Insight into Preparation of Fe-Doped Na3V2(PO4)3@C from Aspects of Particle Morphology Design, Crystal Structure Modulation, and Carbon Graphitization Regulation

Xiaohong Liu; Guilin Feng; Enhui Wang; Hui Chen; Zhenguo Wu; Wei Xiang; Yanjun Zhong; Yanxiao Chen; Xiaodong Guo; Benhe Zhong

doi:10.1021/acsami.8b21257

Insight into Preparation of Fe-Doped Na₃V₂(PO₄)₃@C from Aspects of Particle Morphology Design, Crystal Structure Modulation, and Carbon Graphitization Regulation

ACS Appl Mater Interfaces. 2019 Apr 3;11(13):12421-12430. doi: 10.1021/acsami.8b21257. Epub 2019 Mar 21.

Authors

Xiaohong Liu¹, Guilin Feng¹, Enhui Wang^{1

2}, Hui Chen¹, Zhenguo Wu^{1

3}, Wei Xiang⁴, Yanjun Zhong¹, Yanxiao Chen¹, Xiaodong Guo^{1

2}, Benhe Zhong¹

Affiliations

¹ School of Chemical Engineering , Sichuan University , Chengdu 610065 , P. R. China.
² Institute for Superconducting and Electronic Materials , University of Wollongong , Wollongong , NSW 2522 , Australia.
³ State Key Laboratory of Physical Chemistry of Solid Surfaces, College of Chemistry and Chemical Engineering , Xiamen University , Xiamen 361005 P. R. China.
⁴ College of Materials and Chemistry & Chemical Engineering , Chengdu University of Technology , Chengdu 610059 , P. R. China.

PMID: 30869509
DOI: 10.1021/acsami.8b21257

Abstract

The peak-loading shift function of sodium-ion batteries in large-grid energy store station poses a giant challenge on the account of poor rate performance of cathodes.
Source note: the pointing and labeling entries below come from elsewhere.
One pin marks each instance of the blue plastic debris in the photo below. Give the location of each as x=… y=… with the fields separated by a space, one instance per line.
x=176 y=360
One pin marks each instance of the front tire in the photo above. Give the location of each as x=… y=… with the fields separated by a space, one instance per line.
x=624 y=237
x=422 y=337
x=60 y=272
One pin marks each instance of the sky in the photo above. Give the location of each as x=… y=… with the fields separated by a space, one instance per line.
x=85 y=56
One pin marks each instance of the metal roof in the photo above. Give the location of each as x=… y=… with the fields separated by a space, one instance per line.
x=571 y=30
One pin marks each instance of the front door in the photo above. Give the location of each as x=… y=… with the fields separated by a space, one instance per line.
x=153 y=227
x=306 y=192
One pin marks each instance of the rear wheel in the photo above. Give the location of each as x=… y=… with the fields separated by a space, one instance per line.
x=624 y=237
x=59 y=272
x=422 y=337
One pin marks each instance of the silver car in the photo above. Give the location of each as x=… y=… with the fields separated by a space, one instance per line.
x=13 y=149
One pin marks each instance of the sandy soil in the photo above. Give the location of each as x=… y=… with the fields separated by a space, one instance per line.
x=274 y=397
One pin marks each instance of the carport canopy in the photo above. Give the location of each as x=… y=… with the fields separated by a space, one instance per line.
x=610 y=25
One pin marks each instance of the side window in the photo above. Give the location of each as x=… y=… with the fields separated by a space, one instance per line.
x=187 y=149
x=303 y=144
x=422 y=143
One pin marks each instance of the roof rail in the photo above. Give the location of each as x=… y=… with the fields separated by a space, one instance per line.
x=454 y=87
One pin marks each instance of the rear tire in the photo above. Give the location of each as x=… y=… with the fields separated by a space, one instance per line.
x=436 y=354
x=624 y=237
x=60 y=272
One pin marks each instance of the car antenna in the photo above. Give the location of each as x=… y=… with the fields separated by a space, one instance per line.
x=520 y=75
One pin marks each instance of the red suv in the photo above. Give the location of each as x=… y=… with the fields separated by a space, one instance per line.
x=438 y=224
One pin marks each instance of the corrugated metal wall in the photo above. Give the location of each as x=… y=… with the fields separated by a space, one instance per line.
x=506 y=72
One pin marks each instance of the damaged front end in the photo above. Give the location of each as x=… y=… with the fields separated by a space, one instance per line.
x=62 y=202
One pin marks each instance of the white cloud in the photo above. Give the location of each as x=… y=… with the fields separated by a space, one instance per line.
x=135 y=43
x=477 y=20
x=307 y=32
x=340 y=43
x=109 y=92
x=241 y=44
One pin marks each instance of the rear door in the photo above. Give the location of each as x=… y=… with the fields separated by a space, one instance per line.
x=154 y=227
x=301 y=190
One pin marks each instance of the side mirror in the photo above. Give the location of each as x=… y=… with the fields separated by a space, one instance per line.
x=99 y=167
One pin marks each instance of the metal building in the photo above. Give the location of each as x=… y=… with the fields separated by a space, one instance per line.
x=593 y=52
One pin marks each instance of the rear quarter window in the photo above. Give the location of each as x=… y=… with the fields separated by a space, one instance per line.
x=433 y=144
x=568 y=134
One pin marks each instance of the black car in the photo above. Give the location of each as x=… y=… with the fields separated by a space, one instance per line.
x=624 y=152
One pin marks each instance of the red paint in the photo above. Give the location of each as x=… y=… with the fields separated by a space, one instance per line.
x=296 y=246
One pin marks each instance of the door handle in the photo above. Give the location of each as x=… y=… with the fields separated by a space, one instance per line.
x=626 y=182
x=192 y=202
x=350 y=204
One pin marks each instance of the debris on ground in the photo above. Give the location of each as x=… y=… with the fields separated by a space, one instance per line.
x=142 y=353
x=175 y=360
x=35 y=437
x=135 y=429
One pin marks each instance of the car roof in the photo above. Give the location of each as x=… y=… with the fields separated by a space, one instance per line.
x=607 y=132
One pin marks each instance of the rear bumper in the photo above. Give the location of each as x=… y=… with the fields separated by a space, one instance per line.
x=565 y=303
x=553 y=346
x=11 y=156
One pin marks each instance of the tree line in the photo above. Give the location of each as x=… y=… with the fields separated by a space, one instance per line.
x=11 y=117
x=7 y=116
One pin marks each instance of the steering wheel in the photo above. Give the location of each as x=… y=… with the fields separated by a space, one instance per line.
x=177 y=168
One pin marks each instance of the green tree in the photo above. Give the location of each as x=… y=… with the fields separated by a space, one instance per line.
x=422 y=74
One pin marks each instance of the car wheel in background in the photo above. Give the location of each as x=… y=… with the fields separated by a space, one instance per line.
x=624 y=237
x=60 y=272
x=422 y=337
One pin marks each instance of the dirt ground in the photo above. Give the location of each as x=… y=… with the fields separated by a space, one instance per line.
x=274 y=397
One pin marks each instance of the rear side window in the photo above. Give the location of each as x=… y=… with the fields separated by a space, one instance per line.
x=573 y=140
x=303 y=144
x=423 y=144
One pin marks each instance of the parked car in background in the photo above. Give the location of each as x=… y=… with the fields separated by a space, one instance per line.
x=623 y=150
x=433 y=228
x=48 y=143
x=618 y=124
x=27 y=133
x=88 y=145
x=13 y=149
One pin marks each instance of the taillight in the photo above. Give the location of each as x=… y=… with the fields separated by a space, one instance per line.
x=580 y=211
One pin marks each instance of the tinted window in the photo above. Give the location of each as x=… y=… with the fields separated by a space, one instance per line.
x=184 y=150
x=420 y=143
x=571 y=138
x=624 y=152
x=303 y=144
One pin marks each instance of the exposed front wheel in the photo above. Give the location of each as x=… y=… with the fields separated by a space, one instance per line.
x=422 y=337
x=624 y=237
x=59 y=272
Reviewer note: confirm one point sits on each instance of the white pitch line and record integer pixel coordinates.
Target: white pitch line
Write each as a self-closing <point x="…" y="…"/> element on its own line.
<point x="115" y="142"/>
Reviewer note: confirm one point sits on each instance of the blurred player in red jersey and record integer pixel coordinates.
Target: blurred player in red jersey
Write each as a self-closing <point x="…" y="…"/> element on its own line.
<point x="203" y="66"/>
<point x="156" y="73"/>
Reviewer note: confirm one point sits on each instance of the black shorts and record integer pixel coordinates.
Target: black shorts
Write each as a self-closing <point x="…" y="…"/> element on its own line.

NASICON type Na₃V₂(PO₄)₃ with a stable three-dimensional framework and fast ion diffusion channels has been regarded as one of the potential candidates and extensively studied. Nevertheless, a multilevel integrated tactic to boost the performance of Na₃V₂(PO₄)₃ in terms of crystal structure modulation, coated carbon graphitization regulation, and particle morphology design is rarely reported and deserves much attention. In this study, organic ferric was used to prepare Fe-doped Na₃V₂(PO₄)₃@C cathode on the account of low cost, environmental friendliness, and catalytic function of Fe on carbon graphitization. The density functional theory calculation depicts that the most stable site for Fe atom is the V site and moderate replacement of Fe at V position would reduce the band gap energy from 2.19 by 0.43 eV and improve the electron transfer, which is crucial for the intrinsic poor conductivity of Na₃V₂(PO₄)₃. The experimental results show that Fe element can be introduced into the bulk structure successfully, modulating relevant structural parameters. In addition, the coated carbon layer graphitization degree is also regulated due to the catalysis function of Fe. And, the decomposition of organic ferric would infuse the formation of porous structure, which can promote electrolyte permeation and shorten the electron/ion diffusion. Finally, the optimized Na₃V_1.85Fe_0.15(PO₄)₃@C could possess a high capacity of 103.69 mA h g^-1 and retain 91.45% after 1200 cycles at 1.0C as well as 94.45 mA h g^-1 at 20C. In addition, the excellent performance is comprehensively elucidated via ex situ X-ray diffraction and pseudocapacitance characterization. The multifunction contribution of Fe-doping may provide new clue for designing porous electrode materials and a new sight into Fe-doped carbon-coated material.

Keywords: Fe doping; carbon graphitization regulation; cathode; sodium vanadium phosphates; sodium-ion batteries.